Stääf attributed the philosophies behind his martial arts practices to how he conducts his movements through life and his career. He conceded,
“That’s how I live my life, in a moral, ethical way. I surround myself with people who think the same, they are also the ones that make up my team and Wakaan; just consciously aware human beings that are somewhat balanced and have some form of loyalty and just this whole passion for what we’re doing so they want to make it the best they can, and so that’s how I operate, too.” “It’s the only way, in any relationship, if it’s business, if it’s an intimate relationship, if you don’t have a very strong core of friendship, where there’s good will, loyalty, the willingness to do the best you can in any given situation, you know, then it’s not gonna work. So that’s the same with business, you can’t forget why you’re doing this in the first place, and if you can’t answer that question then you shouldn’t probably be doing it.”
He rightfully admitted,
“Work is my calling, it’s something I’m very passionate about and something that gives me purpose. And I think purpose is a key word. Everyone needs that, whatever you want to do, if you have purpose, that gives you some type of life quality in itself I think.” “The bottom line is: you gotta try and figure out somewhere, based on who you are and why you’re here, what is it that I’m actually doing, not just on the surface.”
Throughout his entire music career both under and outside of his Liquid Stranger alias, Stääf has indisputably proven himself as a gifted artist with a knack for natural evolution, a thirst for uncovering the creative unknown, and the uncanny ability to transform and condense boundless amounts of personal inspiration into unconventional and cohesive packages.
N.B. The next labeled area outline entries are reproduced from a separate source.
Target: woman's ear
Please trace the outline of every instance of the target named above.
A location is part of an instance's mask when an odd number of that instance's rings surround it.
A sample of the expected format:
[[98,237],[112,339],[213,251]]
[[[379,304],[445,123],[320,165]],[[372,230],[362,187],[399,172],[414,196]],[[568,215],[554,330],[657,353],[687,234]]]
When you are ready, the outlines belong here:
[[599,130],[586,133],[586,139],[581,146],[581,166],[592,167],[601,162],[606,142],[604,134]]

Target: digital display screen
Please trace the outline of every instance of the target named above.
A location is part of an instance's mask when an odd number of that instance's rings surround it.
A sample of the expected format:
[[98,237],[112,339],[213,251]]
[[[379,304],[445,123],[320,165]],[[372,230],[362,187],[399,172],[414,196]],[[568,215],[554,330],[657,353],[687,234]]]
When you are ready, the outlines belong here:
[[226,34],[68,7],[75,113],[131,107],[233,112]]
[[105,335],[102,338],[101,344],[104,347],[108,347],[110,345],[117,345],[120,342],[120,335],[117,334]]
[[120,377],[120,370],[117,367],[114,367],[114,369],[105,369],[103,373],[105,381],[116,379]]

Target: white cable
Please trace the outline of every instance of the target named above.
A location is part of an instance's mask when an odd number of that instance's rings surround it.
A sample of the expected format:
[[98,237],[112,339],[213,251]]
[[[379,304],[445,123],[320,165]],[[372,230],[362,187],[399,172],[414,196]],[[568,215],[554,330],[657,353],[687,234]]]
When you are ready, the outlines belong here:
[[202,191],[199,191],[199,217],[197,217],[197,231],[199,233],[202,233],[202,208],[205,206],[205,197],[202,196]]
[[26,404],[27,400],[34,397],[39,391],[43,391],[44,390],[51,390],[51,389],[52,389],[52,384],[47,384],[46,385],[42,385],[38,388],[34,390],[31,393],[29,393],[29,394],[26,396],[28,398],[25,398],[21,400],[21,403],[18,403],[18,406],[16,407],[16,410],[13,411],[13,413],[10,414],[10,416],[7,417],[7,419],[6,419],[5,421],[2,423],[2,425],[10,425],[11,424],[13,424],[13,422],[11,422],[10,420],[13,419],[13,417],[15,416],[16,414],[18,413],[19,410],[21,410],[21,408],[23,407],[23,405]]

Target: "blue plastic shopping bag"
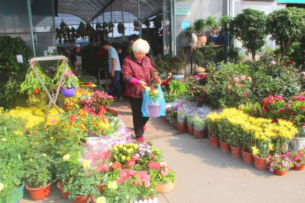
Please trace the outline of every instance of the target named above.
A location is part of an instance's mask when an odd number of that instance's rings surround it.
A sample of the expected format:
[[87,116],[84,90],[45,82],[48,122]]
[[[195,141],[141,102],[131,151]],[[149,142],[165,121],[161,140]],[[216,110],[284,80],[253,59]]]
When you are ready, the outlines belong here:
[[165,115],[166,103],[161,87],[159,85],[155,89],[157,90],[159,93],[156,98],[152,98],[149,96],[149,87],[146,87],[142,91],[143,94],[142,114],[143,116],[152,118]]

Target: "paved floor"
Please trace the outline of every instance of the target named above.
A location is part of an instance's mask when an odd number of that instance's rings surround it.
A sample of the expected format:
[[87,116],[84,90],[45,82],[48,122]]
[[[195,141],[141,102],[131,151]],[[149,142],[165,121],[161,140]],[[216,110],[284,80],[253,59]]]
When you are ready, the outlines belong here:
[[[127,101],[113,105],[119,116],[132,127],[129,105]],[[179,133],[164,118],[149,123],[145,137],[153,140],[154,146],[161,149],[165,162],[176,173],[175,188],[159,194],[159,203],[304,202],[305,171],[291,169],[283,176],[259,171],[242,158],[210,147],[207,139],[196,140]],[[24,194],[21,203],[35,201],[27,191]],[[69,202],[62,199],[54,185],[48,199],[42,202]]]

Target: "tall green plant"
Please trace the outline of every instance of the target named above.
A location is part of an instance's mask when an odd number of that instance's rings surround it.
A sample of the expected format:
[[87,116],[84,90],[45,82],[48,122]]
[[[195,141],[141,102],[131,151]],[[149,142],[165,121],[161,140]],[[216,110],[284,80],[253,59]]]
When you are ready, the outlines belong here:
[[264,12],[250,8],[243,9],[232,20],[234,34],[247,49],[246,54],[252,54],[253,61],[257,51],[266,44],[267,20]]
[[[12,37],[9,35],[0,35],[0,73],[13,79],[16,72],[24,70],[28,67],[27,60],[32,52],[20,37]],[[18,63],[16,55],[22,55],[23,62]]]
[[267,30],[281,47],[282,61],[292,44],[300,39],[305,31],[305,10],[295,7],[275,10],[268,16]]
That being said, during our time together he also proved himself to be something much greater: a deeply informed and insightful person who is extremely aware of his own humanity, one who cares as much about nurturing his own self progression as he does his profession, all of which radiate through his extreme solidarity of character. In short, Stääf’s livelihood and musicianship are inseparable, as his individuality and attentiveness to fostering his personal well being mixed with his artistic curiosity and tireless push towards self-expression has granted him unbounded freedom to pursue any and all of his creative quests. Whether he’s cranking out bass bangers or taking listeners on an etherial and transcendent sonic journey, Stääf always carries with him an underlying philosophy about the utility and power of music. He declared,
“Music is a language to express emotion, and so it’s just a way for me to communicate through my filter somehow, all the stuff that I go through. I guess pretty much, if you boil it down, music is just frequency, really, from a technical aspect, but more so, when you listen to music, it breaks down all boundaries of gender, race, and culture. Anyone can get moved emotionally by music.”